What many agree the Fitchburg police lack is something shared by every city
department -- non-white faces. The FPD currently has two black and one Hispanic
officers on its force of 90, and no Asians. The numbers lag behind the city as
a whole, with minorities comprising approximately 20 percent of Fitchburg's
population.
"Anyone can sign up [for civil service], take the test. If people don't sign
up, what are we supposed to do about it?" Tasca asks.
Quite simply, people like Ford and Alvarado want that sort of attitude to
change. They want to see invitations given to talk followed by swift, decisive
action. They want to see Fitchburg follow the lead of places like Boston,
whose 1994 program "Operation Ceasefire" involved police, community leaders,
church officials, social workers, and even the federal Bureau of Alcohol,
Tobacco, and Firearms in an effort to curb gang-related drugs and violence.
Boston's government used aggressive and extensive community-policing efforts,
after-school activities, neighborhood clean-up efforts, and job-training
programs. What resulted from such a cohesive, proactive union was results --
not only greatly reduced crime among inner-city youth, but increased hope for
the future, providing jobs, structure, and at least the start of a belief that
the rest of the world is open and waiting for them.
Right now, people in Fitchburg don't buy that, and it will take a lot to
convince them. Alvarado and Ford say they and their peers are, and have always
been ready to do their part -- they simply hope the city finally will as well.

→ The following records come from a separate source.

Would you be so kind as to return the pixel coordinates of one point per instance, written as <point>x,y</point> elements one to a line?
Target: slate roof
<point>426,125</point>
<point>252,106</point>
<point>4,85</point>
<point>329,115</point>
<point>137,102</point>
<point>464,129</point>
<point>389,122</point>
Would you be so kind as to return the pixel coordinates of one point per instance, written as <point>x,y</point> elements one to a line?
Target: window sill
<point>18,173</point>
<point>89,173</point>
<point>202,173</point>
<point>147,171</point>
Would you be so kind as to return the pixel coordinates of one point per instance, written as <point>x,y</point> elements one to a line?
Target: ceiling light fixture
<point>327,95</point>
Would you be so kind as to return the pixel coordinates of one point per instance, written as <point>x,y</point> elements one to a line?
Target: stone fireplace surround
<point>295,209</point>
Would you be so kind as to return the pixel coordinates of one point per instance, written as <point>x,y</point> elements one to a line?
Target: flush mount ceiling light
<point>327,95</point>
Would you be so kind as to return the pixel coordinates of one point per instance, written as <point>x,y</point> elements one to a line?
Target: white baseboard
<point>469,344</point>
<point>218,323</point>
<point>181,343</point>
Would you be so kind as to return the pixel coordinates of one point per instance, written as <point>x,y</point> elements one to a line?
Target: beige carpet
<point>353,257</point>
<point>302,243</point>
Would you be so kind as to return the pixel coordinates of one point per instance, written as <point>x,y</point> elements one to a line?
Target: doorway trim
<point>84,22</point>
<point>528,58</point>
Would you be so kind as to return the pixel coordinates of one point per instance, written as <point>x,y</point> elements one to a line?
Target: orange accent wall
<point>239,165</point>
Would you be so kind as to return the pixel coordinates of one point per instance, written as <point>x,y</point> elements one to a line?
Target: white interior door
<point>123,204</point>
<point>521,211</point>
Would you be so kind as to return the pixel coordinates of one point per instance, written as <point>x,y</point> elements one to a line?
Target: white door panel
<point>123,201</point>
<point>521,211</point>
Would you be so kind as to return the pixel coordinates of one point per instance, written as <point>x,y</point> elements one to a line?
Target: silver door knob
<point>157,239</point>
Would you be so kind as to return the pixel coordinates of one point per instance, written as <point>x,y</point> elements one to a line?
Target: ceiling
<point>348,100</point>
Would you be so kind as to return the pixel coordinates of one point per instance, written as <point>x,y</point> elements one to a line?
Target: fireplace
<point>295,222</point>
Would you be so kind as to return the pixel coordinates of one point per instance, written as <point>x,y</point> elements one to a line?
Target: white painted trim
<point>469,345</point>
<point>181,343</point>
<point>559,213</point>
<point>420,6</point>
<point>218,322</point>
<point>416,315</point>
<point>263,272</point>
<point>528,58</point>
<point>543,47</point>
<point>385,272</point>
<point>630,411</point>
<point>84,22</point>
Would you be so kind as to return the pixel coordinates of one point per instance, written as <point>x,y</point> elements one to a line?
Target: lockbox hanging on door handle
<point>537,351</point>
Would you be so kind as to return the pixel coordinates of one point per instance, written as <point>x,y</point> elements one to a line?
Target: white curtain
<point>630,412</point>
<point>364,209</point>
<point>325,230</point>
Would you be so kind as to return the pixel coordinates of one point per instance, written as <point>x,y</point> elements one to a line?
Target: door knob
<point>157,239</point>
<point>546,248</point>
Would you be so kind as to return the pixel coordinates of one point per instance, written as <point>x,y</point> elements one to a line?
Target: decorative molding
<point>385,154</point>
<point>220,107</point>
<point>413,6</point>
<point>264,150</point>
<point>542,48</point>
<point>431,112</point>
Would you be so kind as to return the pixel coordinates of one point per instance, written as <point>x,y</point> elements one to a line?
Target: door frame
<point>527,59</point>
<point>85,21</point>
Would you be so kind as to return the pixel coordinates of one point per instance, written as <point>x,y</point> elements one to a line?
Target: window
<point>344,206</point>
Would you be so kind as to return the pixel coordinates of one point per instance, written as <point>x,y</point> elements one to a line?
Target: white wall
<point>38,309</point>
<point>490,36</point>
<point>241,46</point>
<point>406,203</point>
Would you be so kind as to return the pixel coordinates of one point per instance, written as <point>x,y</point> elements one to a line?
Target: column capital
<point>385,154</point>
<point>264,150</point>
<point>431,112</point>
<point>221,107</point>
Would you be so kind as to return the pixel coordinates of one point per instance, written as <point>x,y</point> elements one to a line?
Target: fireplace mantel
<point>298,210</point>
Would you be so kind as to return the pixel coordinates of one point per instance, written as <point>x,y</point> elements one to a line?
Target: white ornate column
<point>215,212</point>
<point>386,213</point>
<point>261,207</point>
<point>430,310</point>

What makes them nervous is the fact that the time to do just that has never
been more ripe than now. What is happening in Fitchburg is not about a subtle
change in a zoning law, or about a few flower beds to beautify Main Street.
This city is making huge, far-reaching decisions about its future, and in
Alvarado's and Ford's opinions, a legitimate, concerted effort to promote
diversity hasn't been among them. "There's a lot of potential here," says Ford.
"I hope they will finally realize that."
Alvarado makes his point literally, as he leans on the fence at the North
Street playground and gestures to the neighborhood at-large. "These people are
tired of being pointed at, of being the easy suspect. They're hard-working,
decent people like anyone else," he says. "They don't want to have a label
. . . they don't want to be minorities."